Bien que la décision règle certaines questions importantes, d’autres demeurent sans réponse. La Cour suggère notamment qu’une personne physique pourrait contester les pratiques d’OpenCorporates en vertu des lois sur la protection de la vie privée applicables. Par exemple, au Québec, la Loi sur la protection des renseignements personnels dans le secteur privé10 (« LPRPSP du Québec ») trouve application dans les dossiers intraprovinciaux au lieu de la Loi sur la protection des renseignements personnels et les documents électroniques (« LPRPDE ») fédérale. Elle s’applique donc aux renseignements personnels recueillis dans le dossier qui nous occupe. OpenCorporates serait effectivement assujettie à la LPRPSP du Québec si on considère qu’elle recueille les informations du Registre à des fins commerciales11, et ce, même si elle est une éditrice basée au Royaume-Uni qui n’a aucun établissement au Québec12.

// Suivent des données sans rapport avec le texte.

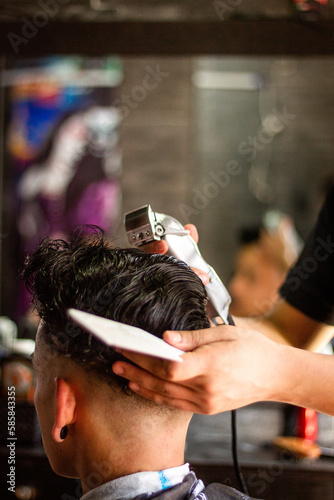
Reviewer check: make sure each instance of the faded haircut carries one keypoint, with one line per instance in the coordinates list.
(151, 291)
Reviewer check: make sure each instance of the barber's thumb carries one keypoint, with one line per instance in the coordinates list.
(185, 340)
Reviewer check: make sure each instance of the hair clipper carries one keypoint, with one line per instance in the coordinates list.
(144, 226)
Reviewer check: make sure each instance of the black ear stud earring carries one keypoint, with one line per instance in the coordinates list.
(63, 432)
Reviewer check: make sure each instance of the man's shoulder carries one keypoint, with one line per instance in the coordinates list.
(218, 491)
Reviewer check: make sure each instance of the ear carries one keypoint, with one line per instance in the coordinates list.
(65, 407)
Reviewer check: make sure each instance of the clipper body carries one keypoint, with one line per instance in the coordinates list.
(143, 226)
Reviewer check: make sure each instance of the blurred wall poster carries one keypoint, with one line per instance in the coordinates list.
(63, 145)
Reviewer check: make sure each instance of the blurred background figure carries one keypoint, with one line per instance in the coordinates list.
(265, 254)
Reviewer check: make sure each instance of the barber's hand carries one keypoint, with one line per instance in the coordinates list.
(227, 367)
(161, 246)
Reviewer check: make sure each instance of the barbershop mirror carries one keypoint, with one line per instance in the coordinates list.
(215, 141)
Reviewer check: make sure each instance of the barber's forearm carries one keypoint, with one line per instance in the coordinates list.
(306, 379)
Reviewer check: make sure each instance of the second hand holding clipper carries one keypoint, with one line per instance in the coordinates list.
(144, 226)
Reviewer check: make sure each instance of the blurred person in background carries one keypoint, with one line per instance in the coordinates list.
(263, 258)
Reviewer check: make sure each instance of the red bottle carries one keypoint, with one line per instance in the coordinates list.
(307, 424)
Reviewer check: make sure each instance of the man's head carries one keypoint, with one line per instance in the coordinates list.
(153, 292)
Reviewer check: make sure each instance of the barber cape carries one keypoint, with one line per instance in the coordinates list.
(188, 490)
(177, 483)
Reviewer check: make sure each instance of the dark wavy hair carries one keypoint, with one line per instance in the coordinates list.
(151, 291)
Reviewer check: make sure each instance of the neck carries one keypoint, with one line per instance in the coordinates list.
(133, 445)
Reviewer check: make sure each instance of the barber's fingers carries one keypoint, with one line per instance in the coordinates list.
(159, 246)
(193, 364)
(166, 393)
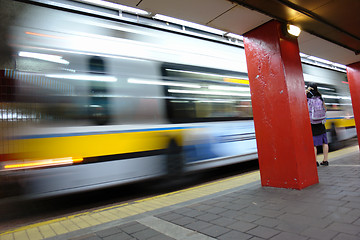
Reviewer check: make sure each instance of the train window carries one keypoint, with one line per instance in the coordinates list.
(200, 94)
(99, 102)
(330, 95)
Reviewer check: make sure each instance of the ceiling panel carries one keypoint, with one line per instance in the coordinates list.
(130, 3)
(239, 20)
(199, 11)
(318, 47)
(338, 12)
(240, 16)
(271, 7)
(311, 4)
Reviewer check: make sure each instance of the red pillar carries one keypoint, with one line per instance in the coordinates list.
(353, 74)
(282, 124)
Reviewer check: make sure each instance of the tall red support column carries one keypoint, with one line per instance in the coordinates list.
(353, 74)
(282, 124)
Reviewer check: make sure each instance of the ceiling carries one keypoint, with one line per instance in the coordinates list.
(331, 28)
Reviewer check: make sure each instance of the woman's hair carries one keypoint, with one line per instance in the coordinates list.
(314, 92)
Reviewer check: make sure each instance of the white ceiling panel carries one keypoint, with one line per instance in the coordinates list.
(231, 17)
(130, 3)
(318, 47)
(199, 11)
(239, 20)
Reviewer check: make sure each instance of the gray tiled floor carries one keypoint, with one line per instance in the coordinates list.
(328, 210)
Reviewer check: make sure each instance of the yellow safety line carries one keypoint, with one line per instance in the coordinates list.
(107, 214)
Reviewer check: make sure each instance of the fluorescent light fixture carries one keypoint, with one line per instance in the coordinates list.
(188, 24)
(116, 6)
(228, 88)
(293, 30)
(325, 88)
(336, 97)
(201, 73)
(236, 36)
(339, 65)
(85, 77)
(209, 93)
(45, 57)
(163, 83)
(317, 59)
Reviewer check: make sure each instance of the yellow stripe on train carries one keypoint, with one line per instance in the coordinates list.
(95, 145)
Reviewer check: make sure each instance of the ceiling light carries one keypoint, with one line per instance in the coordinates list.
(116, 6)
(293, 30)
(188, 24)
(85, 77)
(45, 57)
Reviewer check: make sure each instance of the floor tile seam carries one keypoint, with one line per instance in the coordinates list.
(139, 216)
(81, 215)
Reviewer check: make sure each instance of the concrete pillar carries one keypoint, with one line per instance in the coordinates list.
(353, 74)
(282, 124)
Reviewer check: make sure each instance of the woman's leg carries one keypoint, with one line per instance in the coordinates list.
(325, 151)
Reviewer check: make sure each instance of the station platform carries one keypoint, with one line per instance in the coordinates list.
(232, 208)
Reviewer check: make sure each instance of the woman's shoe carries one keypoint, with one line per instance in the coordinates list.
(324, 163)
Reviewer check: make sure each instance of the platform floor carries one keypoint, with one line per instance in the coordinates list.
(233, 208)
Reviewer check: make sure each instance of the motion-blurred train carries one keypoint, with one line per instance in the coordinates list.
(95, 102)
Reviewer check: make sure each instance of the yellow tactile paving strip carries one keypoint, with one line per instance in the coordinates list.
(59, 226)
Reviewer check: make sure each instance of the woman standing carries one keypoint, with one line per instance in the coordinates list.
(317, 110)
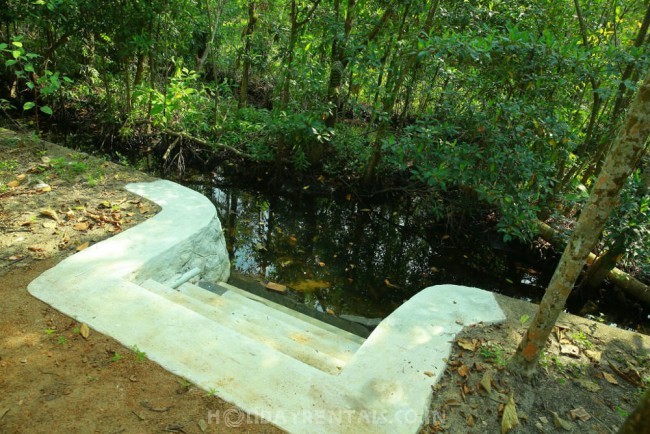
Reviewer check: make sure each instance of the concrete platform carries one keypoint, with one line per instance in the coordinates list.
(297, 372)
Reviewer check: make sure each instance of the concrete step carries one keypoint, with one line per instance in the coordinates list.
(291, 335)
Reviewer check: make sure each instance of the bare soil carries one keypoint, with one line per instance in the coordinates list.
(52, 379)
(54, 201)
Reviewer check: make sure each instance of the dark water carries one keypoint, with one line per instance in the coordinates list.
(363, 258)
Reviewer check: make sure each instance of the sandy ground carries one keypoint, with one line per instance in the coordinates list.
(54, 201)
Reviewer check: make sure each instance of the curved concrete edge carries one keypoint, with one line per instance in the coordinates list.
(386, 387)
(96, 284)
(409, 349)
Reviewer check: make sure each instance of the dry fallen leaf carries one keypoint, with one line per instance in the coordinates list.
(570, 350)
(84, 331)
(51, 214)
(81, 226)
(510, 419)
(588, 384)
(580, 413)
(277, 287)
(203, 425)
(610, 378)
(486, 381)
(466, 344)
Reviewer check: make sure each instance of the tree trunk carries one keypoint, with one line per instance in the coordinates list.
(600, 269)
(627, 283)
(248, 37)
(393, 87)
(629, 145)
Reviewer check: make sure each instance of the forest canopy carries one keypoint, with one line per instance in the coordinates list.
(514, 104)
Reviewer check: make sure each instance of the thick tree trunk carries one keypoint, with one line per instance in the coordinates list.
(631, 286)
(394, 85)
(248, 39)
(629, 146)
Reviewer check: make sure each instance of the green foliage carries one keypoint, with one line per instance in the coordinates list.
(42, 83)
(509, 103)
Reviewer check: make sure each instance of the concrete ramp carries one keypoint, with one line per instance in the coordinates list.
(299, 373)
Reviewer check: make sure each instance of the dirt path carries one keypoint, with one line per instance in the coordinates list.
(54, 201)
(52, 379)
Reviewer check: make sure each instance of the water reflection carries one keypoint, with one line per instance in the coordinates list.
(350, 257)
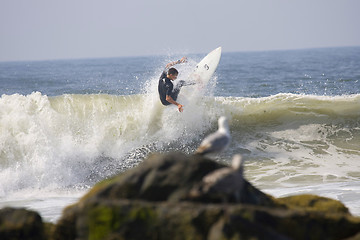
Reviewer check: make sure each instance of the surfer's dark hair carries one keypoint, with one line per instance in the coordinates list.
(173, 71)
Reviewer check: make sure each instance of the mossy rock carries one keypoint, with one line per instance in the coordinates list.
(150, 202)
(19, 223)
(310, 202)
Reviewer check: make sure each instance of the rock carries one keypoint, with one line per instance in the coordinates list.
(20, 224)
(152, 201)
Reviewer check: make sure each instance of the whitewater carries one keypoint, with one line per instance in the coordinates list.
(55, 144)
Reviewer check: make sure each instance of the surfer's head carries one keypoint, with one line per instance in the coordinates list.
(172, 73)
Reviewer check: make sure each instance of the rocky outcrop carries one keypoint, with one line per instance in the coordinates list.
(20, 224)
(153, 201)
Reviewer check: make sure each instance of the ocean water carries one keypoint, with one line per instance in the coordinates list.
(66, 124)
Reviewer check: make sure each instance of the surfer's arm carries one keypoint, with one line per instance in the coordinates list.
(171, 100)
(182, 60)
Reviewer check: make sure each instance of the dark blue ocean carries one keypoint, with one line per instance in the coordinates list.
(66, 124)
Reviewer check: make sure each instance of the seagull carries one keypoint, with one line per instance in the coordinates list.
(217, 141)
(225, 182)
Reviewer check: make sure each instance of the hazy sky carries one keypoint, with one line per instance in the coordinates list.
(62, 29)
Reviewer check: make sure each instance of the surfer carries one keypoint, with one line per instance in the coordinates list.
(168, 94)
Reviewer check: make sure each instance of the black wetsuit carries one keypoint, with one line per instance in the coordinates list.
(166, 88)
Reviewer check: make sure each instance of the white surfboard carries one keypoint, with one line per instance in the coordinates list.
(200, 76)
(206, 68)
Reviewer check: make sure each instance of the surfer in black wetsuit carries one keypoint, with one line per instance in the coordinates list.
(167, 93)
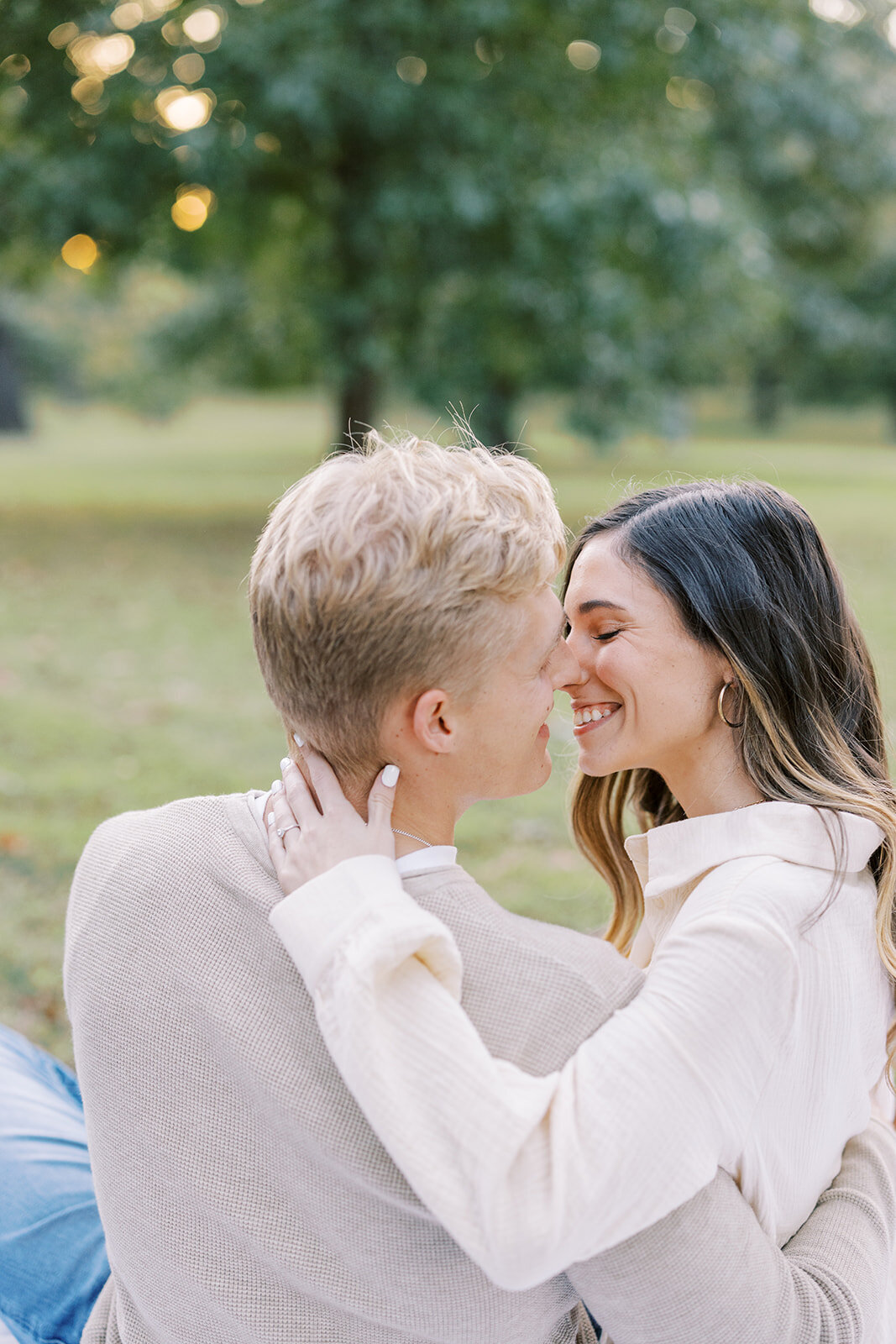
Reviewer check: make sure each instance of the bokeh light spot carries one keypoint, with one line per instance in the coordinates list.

Le Registre contient des renseignements personnels. Il convient de noter qu’il n’existe pas d’exception concernant les renseignements personnels accessibles au public dans la LPRPSP du Québec. Toutefois, certaines parties de la loi ne s’appliquent pas aux renseignements personnels qui, en vertu d’une loi, sont publics13. Dans le cadre de décisions similaires rendues en vertu de la LPRPDE, le Commissariat à la protection de la vie privée a estimé qu’il était illégal pour des entités établies à l’étranger de recueillir et de réutiliser des renseignements accessibles au public concernant des Canadiens14.

De plus, la Cour ne s’est pas penchée sur la validité des limites que les conditions d’utilisation imposent à des renseignements qui sont autrement accessibles au public, notamment selon les exigences du droit de la concurrence15. Il est intéressant de noter qu’à l’extérieur du Québec, les lois applicables concernant la protection des données dans le secteur privé prévoient certaines exceptions pour les renseignements auxquels le public a accès16 et les coordonnées d’affaires17. Cependant, ces exceptions sont assorties de certaines limites qui pourraient empêcher la republication de bases de données accessibles au public. Les entreprises devraient donc tout de même faire preuve de prudence avant de diffuser des renseignements personnels provenant de registres constitués par l’État.


1 Ibid., paragr. 72-80.

2 Loi sur la protection des renseignements personnels dans le secteur privé, RLRQ, c. P-39.1 [LPRPSP du Québec].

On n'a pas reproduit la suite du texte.